ALBANY — Health insurers are asking state regulators for their largest premium increases in several years — a weighted average of 18.7% for the individual market and 16.5% for the small group market.
By weighted average, the requests submitted by Capital Region-based insurers MVP Health Care and CDPHP range from 13.6% to 38.4%, with individual rate increases of as much as 48.2%.
The state Department of Financial Services reviews the requests submitted by insurers operating in New York and typically approves a lesser amount than originally requested.
In 2021, CDPHP and MVP requested premium increases ranging from 4.9% to 16.9% but were granted 3.4% to 9.0%.

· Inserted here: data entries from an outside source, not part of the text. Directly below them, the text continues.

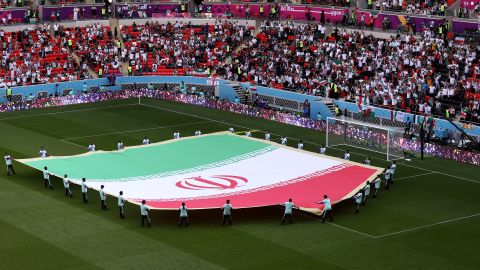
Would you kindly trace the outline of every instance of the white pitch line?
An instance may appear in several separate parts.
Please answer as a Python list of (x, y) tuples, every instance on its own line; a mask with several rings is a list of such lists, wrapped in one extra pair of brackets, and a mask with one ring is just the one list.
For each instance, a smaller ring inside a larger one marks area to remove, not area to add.
[(417, 166), (408, 165), (408, 164), (405, 164), (403, 162), (399, 163), (399, 164), (407, 166), (407, 167), (411, 167), (411, 168), (420, 169), (420, 170), (423, 170), (423, 171), (426, 171), (426, 172), (442, 174), (442, 175), (445, 175), (445, 176), (448, 176), (448, 177), (457, 178), (457, 179), (461, 179), (461, 180), (464, 180), (464, 181), (469, 181), (469, 182), (480, 184), (480, 181), (473, 180), (473, 179), (470, 179), (470, 178), (465, 178), (465, 177), (461, 177), (461, 176), (457, 176), (457, 175), (451, 175), (451, 174), (448, 174), (448, 173), (443, 173), (443, 172), (437, 172), (437, 171), (433, 171), (433, 170), (429, 170), (429, 169), (424, 169), (424, 168), (420, 168), (420, 167), (417, 167)]
[(64, 142), (64, 143), (68, 143), (68, 144), (71, 144), (71, 145), (75, 145), (75, 146), (78, 146), (82, 149), (87, 149), (87, 147), (83, 146), (83, 145), (80, 145), (80, 144), (77, 144), (77, 143), (74, 143), (74, 142), (70, 142), (70, 141), (65, 141), (65, 140), (60, 140), (61, 142)]
[(338, 228), (342, 228), (342, 229), (347, 230), (347, 231), (350, 231), (350, 232), (354, 232), (354, 233), (357, 233), (357, 234), (361, 234), (361, 235), (363, 235), (363, 236), (367, 236), (367, 237), (369, 237), (369, 238), (377, 238), (376, 236), (373, 236), (373, 235), (371, 235), (371, 234), (364, 233), (364, 232), (360, 232), (360, 231), (357, 231), (357, 230), (354, 230), (354, 229), (350, 229), (350, 228), (347, 228), (347, 227), (345, 227), (345, 226), (338, 225), (338, 224), (336, 224), (336, 223), (328, 223), (328, 224), (330, 224), (330, 225), (332, 225), (332, 226), (335, 226), (335, 227), (338, 227)]
[[(158, 109), (158, 110), (164, 110), (164, 111), (168, 111), (168, 112), (174, 112), (174, 113), (178, 113), (178, 114), (188, 115), (188, 116), (196, 117), (196, 118), (203, 119), (203, 120), (210, 120), (210, 121), (212, 121), (212, 122), (227, 124), (227, 125), (230, 125), (230, 126), (241, 127), (241, 128), (250, 129), (250, 130), (252, 129), (252, 128), (249, 128), (249, 127), (245, 127), (245, 126), (241, 126), (241, 125), (237, 125), (237, 124), (232, 124), (232, 123), (228, 123), (228, 122), (225, 122), (225, 121), (214, 120), (214, 119), (210, 119), (210, 118), (206, 118), (206, 117), (202, 117), (202, 116), (198, 116), (198, 115), (194, 115), (194, 114), (190, 114), (190, 113), (185, 113), (185, 112), (180, 112), (180, 111), (176, 111), (176, 110), (161, 108), (161, 107), (157, 107), (157, 106), (153, 106), (153, 105), (147, 105), (147, 104), (140, 104), (140, 105), (146, 106), (146, 107), (150, 107), (150, 108), (155, 108), (155, 109)], [(280, 136), (280, 135), (275, 134), (275, 133), (272, 133), (272, 135)], [(297, 139), (297, 138), (292, 138), (292, 137), (287, 137), (287, 138), (289, 138), (289, 139)], [(314, 143), (314, 142), (309, 142), (309, 141), (304, 141), (304, 142), (305, 142), (305, 143), (312, 144), (312, 145), (316, 145), (316, 146), (321, 146), (321, 144)], [(330, 148), (337, 149), (337, 150), (343, 150), (343, 149), (339, 149), (339, 148), (336, 148), (336, 147), (330, 147)], [(358, 152), (352, 152), (352, 151), (350, 151), (350, 153), (352, 153), (352, 154), (359, 154), (359, 155), (365, 155), (365, 154), (361, 154), (361, 153), (358, 153)], [(382, 158), (377, 158), (377, 157), (374, 157), (374, 156), (371, 157), (371, 158), (372, 158), (372, 159), (381, 160), (381, 161), (386, 161), (386, 160), (384, 160), (384, 159), (382, 159)], [(399, 162), (399, 163), (397, 163), (397, 164), (398, 164), (398, 165), (404, 165), (404, 166), (411, 167), (411, 168), (415, 168), (415, 169), (419, 169), (419, 170), (423, 170), (423, 171), (427, 171), (427, 172), (430, 172), (430, 173), (438, 173), (438, 174), (442, 174), (442, 175), (449, 176), (449, 177), (452, 177), (452, 178), (461, 179), (461, 180), (465, 180), (465, 181), (469, 181), (469, 182), (473, 182), (473, 183), (478, 183), (478, 184), (480, 184), (480, 181), (472, 180), (472, 179), (465, 178), (465, 177), (461, 177), (461, 176), (451, 175), (451, 174), (447, 174), (447, 173), (437, 172), (437, 171), (433, 171), (433, 170), (428, 170), (428, 169), (424, 169), (424, 168), (421, 168), (421, 167), (417, 167), (417, 166), (405, 164), (405, 163), (403, 163), (403, 162), (402, 162), (402, 163)]]
[[(318, 216), (318, 217), (313, 217), (313, 216), (310, 216), (308, 214), (305, 214), (304, 212), (299, 212), (298, 213), (300, 216), (302, 217), (306, 217), (306, 218), (311, 218), (311, 219), (315, 219), (315, 220), (320, 220), (321, 216)], [(350, 229), (348, 227), (345, 227), (345, 226), (342, 226), (342, 225), (339, 225), (337, 223), (333, 223), (333, 222), (325, 222), (326, 224), (330, 224), (332, 226), (335, 226), (337, 228), (340, 228), (340, 229), (343, 229), (343, 230), (347, 230), (349, 232), (354, 232), (356, 234), (360, 234), (360, 235), (363, 235), (363, 236), (367, 236), (369, 238), (376, 238), (375, 236), (371, 235), (371, 234), (368, 234), (368, 233), (364, 233), (364, 232), (361, 232), (361, 231), (357, 231), (357, 230), (354, 230), (354, 229)]]
[(398, 177), (398, 178), (393, 178), (394, 181), (398, 180), (404, 180), (404, 179), (409, 179), (409, 178), (415, 178), (415, 177), (420, 177), (424, 175), (430, 175), (430, 174), (436, 174), (434, 172), (427, 172), (427, 173), (421, 173), (421, 174), (415, 174), (415, 175), (410, 175), (410, 176), (405, 176), (405, 177)]
[[(89, 104), (89, 103), (80, 103), (80, 104), (71, 104), (71, 105), (84, 105), (84, 104)], [(69, 111), (60, 111), (60, 112), (51, 112), (51, 113), (42, 113), (42, 114), (30, 114), (30, 115), (13, 116), (13, 117), (7, 117), (7, 118), (0, 118), (0, 121), (11, 120), (11, 119), (29, 118), (29, 117), (37, 117), (37, 116), (63, 114), (63, 113), (71, 113), (71, 112), (93, 111), (93, 110), (116, 108), (116, 107), (126, 107), (126, 106), (134, 106), (134, 105), (138, 105), (138, 103), (135, 103), (135, 104), (119, 104), (119, 105), (112, 105), (112, 106), (85, 108), (85, 109), (78, 109), (78, 110), (69, 110)], [(69, 105), (66, 105), (66, 106), (69, 106)], [(42, 108), (42, 109), (46, 109), (46, 108)]]
[(407, 229), (407, 230), (402, 230), (402, 231), (398, 231), (398, 232), (382, 234), (382, 235), (379, 235), (379, 236), (375, 236), (375, 238), (378, 239), (378, 238), (397, 235), (397, 234), (401, 234), (401, 233), (416, 231), (416, 230), (420, 230), (420, 229), (424, 229), (424, 228), (428, 228), (428, 227), (433, 227), (433, 226), (442, 225), (442, 224), (445, 224), (445, 223), (455, 222), (455, 221), (469, 219), (469, 218), (478, 217), (478, 216), (480, 216), (480, 213), (473, 214), (473, 215), (470, 215), (470, 216), (465, 216), (465, 217), (459, 217), (459, 218), (444, 220), (444, 221), (440, 221), (440, 222), (437, 222), (437, 223), (428, 224), (428, 225), (424, 225), (424, 226), (419, 226), (419, 227), (415, 227), (415, 228), (411, 228), (411, 229)]
[(93, 134), (93, 135), (87, 135), (87, 136), (66, 138), (66, 139), (62, 139), (62, 141), (71, 141), (71, 140), (76, 140), (76, 139), (101, 137), (101, 136), (106, 136), (106, 135), (132, 133), (132, 132), (137, 132), (137, 131), (148, 131), (148, 130), (155, 130), (155, 129), (164, 129), (164, 128), (172, 128), (172, 127), (182, 127), (182, 126), (198, 125), (198, 124), (205, 124), (205, 123), (211, 123), (211, 122), (212, 122), (212, 121), (201, 121), (201, 122), (192, 122), (192, 123), (185, 123), (185, 124), (178, 124), (178, 125), (170, 125), (170, 126), (158, 126), (158, 127), (152, 127), (152, 128), (131, 129), (131, 130), (124, 130), (124, 131), (110, 132), (110, 133), (101, 133), (101, 134)]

The two insurers have a combined total of more than 1 million members but the requests they submitted last month for individual or small group coverage would affect only 11% to 12% of their membership.

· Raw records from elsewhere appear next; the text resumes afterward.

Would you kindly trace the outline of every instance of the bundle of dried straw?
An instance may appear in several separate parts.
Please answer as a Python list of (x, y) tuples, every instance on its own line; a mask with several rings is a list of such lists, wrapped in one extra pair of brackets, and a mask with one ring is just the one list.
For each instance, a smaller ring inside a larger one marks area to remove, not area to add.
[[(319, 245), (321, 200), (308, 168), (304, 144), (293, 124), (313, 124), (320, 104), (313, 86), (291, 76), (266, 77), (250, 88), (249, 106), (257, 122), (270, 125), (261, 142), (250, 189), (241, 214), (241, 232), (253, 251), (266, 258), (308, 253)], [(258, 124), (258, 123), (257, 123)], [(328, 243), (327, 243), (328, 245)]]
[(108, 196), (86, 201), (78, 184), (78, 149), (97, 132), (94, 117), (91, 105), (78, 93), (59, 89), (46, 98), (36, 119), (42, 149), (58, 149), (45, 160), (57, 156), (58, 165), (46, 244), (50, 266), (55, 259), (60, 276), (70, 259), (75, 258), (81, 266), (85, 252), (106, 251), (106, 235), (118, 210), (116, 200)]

Rate hike requests for large-group HMO coverage have not been submitted yet, and rates for certain other categories of health insurance are not regulated by the state.
CDPHP spokeswoman Ali Skinner said this isn’t the first large rate hike request the Albany-based insurer has submitted, as the factors that drive up its costs are neither new nor unfamiliar.

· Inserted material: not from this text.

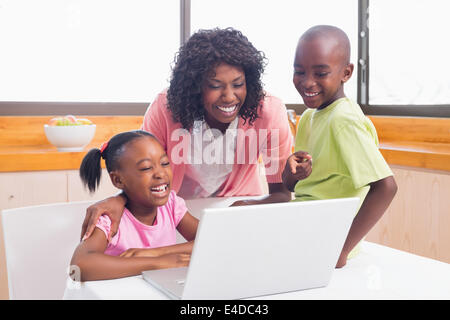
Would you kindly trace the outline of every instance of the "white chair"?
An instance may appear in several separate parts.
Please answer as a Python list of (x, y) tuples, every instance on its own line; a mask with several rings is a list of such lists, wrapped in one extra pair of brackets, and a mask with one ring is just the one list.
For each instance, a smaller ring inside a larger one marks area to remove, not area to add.
[(10, 299), (63, 298), (70, 259), (93, 202), (2, 210)]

However, the factors are all coming together at once in 2022, she said.
CDPHP has spent over $560 million on COVID care since early 2020; some of its members postponed care amid the worst of the pandemic and their conditions are now worse or more expensive to treat; medical costs have been rising for years; hospital mergers result in higher costs; and drug prices have been skyrocketing.
Pharmaceutical costs rose from 23% of claims submitted to CDPHP two years ago to 30% now, Skinner said.
“That’s just eating up the premium dollar,” she said.
There’s also the mandates that grow more numerous each year in New York.
There are no fewer than 18 proposed new mandates approved by the Legislature and awaiting Gov. Kathy Hochul’s signature, Skinner said. Taken as a whole, and given the way they’d be implemented, they would result in a significant cost increase for insurers, she said.
The industry group representing health insurers, the New York Health Plan Association, noted that New York state collects more than $6.5 billion annually in taxes on health plans, which raises the premium for a family policy more than $1,000 on average.
The state also mandates more than three dozen specific treatments and services that go beyond the guidelines of national health organizations, the association said, and each comes with a cost.
All of this translates to higher costs for employers that provide insurance to their employees and for the individuals who buy insurance themselves.
In a prepared statement, Schenectady-based MVP noted that it is a not-for-profit company.
“We understand the financial difficulties our customers may be facing due to the rising costs of goods and services, including health care premiums. MVP is committed to working with our customers to help them navigate their health plan options while identifying if customers are eligible for financial assistance to help pay for monthly health care premiums,” it said.
“Our customers and our communities are facing inflation in nearly all aspects of life, from the gas station to the grocery stores. It is not lost on us that changes to health care premiums can add to that difficulty. The cost of health insurance and medical costs are linked. The proposed premium rate changes are a result of the underlying cost of care, inflation in health care prices, increased price of specialty pharmaceutical drugs, medical care, hospital budgets, and an anticipated increase in the utilization of more complex and costly health care services.”
MVP said it does everything it can to maximize benefits and limit costs for members. It invited anyone with questions to call the customer care center at the phone number on the back of their insurance card.
Consumers can submit comment on the proposed rate increases to the state Department of Financial Services via its website.